La unión entre el hombre y la mujer la ha santificado Cristo con el sacramento del matrimonio. En él, los esposos se unen indisolublemente para constituir una comunidad de vida y amor (cf. Gaudium et spes, 48) y dar origen a una familia. En su seno nacen los hijos, fruto del amor de los padres, que cumplen la voluntad de Dios y colaboran de este modo con su poder creador. Este sacramento os da la gracia necesaria para acrecentar el amor, guardar la fidelidad y educar a vuestros hijos para que sean hombres honrados y buenos cristianos. Conscientes de la dignidad del matrimonio y de la familia, debéis rechazar aquellos modos de comportamiento que se oponen a las enseñanzas de Cristo y a la verdadera felicidad conyugal.
4. El conjunto de estas verdades de la doctrina cristiana sobre la oración y los sacramentos se adquiere y se profundiza en la catequesis. Por esto, os pido queridos hermanos indígenas, que dediquéis todo vuestro empeño a conocer mejor los fundamentos de vuestra fe católica participando asiduamente en los grupos de catequesis y meditando las enseñanzas de Jesús en el Evangelio.

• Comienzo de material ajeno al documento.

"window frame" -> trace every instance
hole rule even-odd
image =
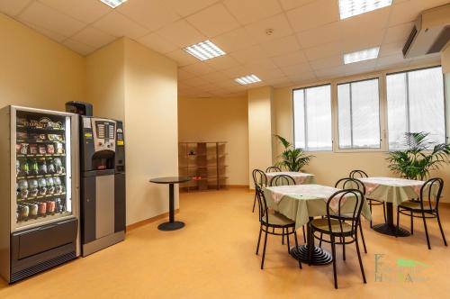
[[[293,146],[296,149],[299,149],[295,147],[295,109],[294,109],[294,92],[297,90],[305,90],[308,88],[314,88],[314,87],[321,87],[321,86],[329,86],[329,107],[330,107],[330,118],[331,118],[331,148],[329,150],[308,150],[308,134],[306,131],[308,130],[308,126],[306,125],[306,122],[304,123],[305,126],[305,149],[302,149],[305,152],[333,152],[334,150],[334,132],[333,132],[333,86],[331,83],[323,83],[323,84],[318,84],[318,85],[313,85],[313,86],[306,86],[303,87],[298,87],[298,88],[292,88],[292,140],[293,140]],[[303,91],[303,96],[305,95],[305,93]],[[306,100],[306,97],[305,97]],[[305,101],[306,103],[306,101]],[[305,110],[305,115],[306,115],[306,110]],[[308,120],[308,117],[306,117],[306,120]]]

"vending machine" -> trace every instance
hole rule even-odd
[[[78,115],[0,110],[0,276],[14,283],[79,255]]]

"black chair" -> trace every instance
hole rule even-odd
[[[365,199],[365,186],[364,185],[363,182],[361,182],[357,178],[351,178],[351,177],[344,177],[339,179],[338,182],[335,184],[335,188],[340,188],[340,189],[357,189],[363,193],[364,195]],[[367,248],[365,247],[365,240],[364,240],[364,235],[363,233],[363,226],[361,223],[359,223],[359,232],[361,233],[361,240],[363,241],[363,247],[364,249],[364,253],[367,253]],[[346,260],[346,248],[345,244],[343,244],[343,255],[344,255],[344,260]]]
[[[351,196],[351,198],[345,198],[346,196]],[[352,200],[355,202],[355,206],[351,213],[341,213],[343,200]],[[310,222],[310,230],[314,238],[321,239],[321,237],[318,237],[315,232],[320,232],[320,236],[329,236],[329,240],[324,240],[323,241],[331,244],[335,288],[338,288],[338,274],[336,270],[337,244],[356,244],[363,281],[364,284],[366,283],[363,261],[361,259],[361,252],[359,251],[357,231],[358,226],[361,223],[360,217],[364,200],[364,196],[359,190],[348,189],[338,191],[327,201],[327,216],[322,219],[314,219]],[[330,208],[332,201],[338,201],[338,212]]]
[[[427,218],[436,218],[441,231],[444,245],[447,246],[446,235],[442,229],[441,220],[439,217],[439,200],[441,198],[444,180],[439,177],[430,178],[420,188],[420,198],[401,203],[397,207],[397,233],[399,232],[400,214],[408,215],[411,219],[411,234],[414,233],[414,218],[422,218],[425,227],[425,235],[427,236],[427,243],[428,249],[431,249],[429,243],[428,229],[427,228]],[[436,192],[436,193],[434,193]]]
[[[287,252],[289,253],[291,244],[289,242],[289,235],[293,234],[295,246],[299,246],[297,240],[297,233],[295,232],[295,222],[288,219],[282,214],[269,212],[267,202],[263,190],[256,186],[256,198],[259,204],[259,237],[257,239],[256,255],[259,251],[259,244],[261,242],[261,233],[265,232],[264,247],[263,247],[263,259],[261,260],[261,269],[264,268],[264,260],[266,258],[266,247],[267,245],[267,235],[284,236],[287,238]],[[272,231],[270,231],[272,229]],[[275,231],[275,229],[282,229],[283,232]],[[289,231],[291,230],[291,231]],[[299,267],[302,268],[302,262],[299,259]]]
[[[266,169],[266,172],[281,172],[281,169],[276,166],[271,166],[270,168],[267,168],[267,169]]]
[[[293,179],[292,177],[288,176],[288,175],[277,175],[272,177],[270,180],[269,186],[292,186],[292,185],[297,185],[295,183],[295,179]],[[306,232],[305,232],[305,227],[302,227],[303,231],[303,240],[306,243]],[[283,235],[282,238],[282,244],[284,244],[284,235]]]
[[[267,186],[267,177],[263,170],[260,169],[253,169],[252,171],[253,183],[255,184],[255,188],[258,186],[260,188]],[[256,196],[257,192],[255,189],[255,199],[253,200],[253,210],[255,213],[255,205],[256,204]]]
[[[352,170],[350,171],[350,176],[351,178],[362,178],[362,177],[369,177],[365,172],[363,170]],[[384,202],[374,199],[374,198],[365,198],[367,200],[367,203],[369,204],[369,208],[370,208],[370,213],[372,213],[372,206],[373,205],[382,205],[382,214],[384,215],[384,222],[387,222],[386,220],[386,206],[384,205]],[[372,228],[372,221],[370,222],[370,227]]]

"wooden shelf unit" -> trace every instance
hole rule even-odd
[[[181,184],[181,190],[219,190],[225,187],[228,178],[226,144],[225,141],[179,142],[179,176],[194,177],[190,182]]]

La evangelización de vuestras comunidades alcanzará su plena madurez cuando tengáis muchos sacerdotes surgidos de vuestras mismas familias. No dejéis, pues, de rezar para que el Señor llame a muchos de vuestros hijos y hijas al sacerdocio y a la vida religiosa. No dejéis de animar a los jóvenes a que escuchen la llamada de Dios y dediquen su vida al servicio de Dios entre sus hermanos.
Cristo es “la luz verdadera que ilumina a todo hombre” (Jn 1, 9). La fe cristiana que habéis recibido en el bautismo es esta luz que ilumina vuestras vidas y guía vuestras comunidades.
La fe, que si es genuina, ha de ir impregnando cada vez más los auténticos valores tradicionales, que se han forjado con el paso de los siglos y que constituyen el alma de vuestras culturas; pues la fe en Jesucristo es también “un elemento decisivo para aquel proceso civil y humano que tanta importancia reviste para la existencia y el desarrollo de cada nación y de cada Estado” (Euntes in mundum, 5). En efecto, la Iglesia ha puesto siempre particular cuidado en expresar el mensaje cristiano con los conceptos y en la lengua de cada pueblo. En el Paraguay tenéis, entre tantos, el ejemplo de Fray Luis Bolaños, que tradujo al guaraní el Catecismo del Concilio de Lima de 1583. “La Iglesia – ha recordado al respecto el Concilio Vaticano II – no disminuye el bien cultural de ningún pueblo; antes, al contrario, fomenta y asume, y al asumirlas, purifica, fortalece y eleva todas las capacidades y riquezas y costumbres de los pueblos en lo que tienen de bueno” (Lumen gentium, 13).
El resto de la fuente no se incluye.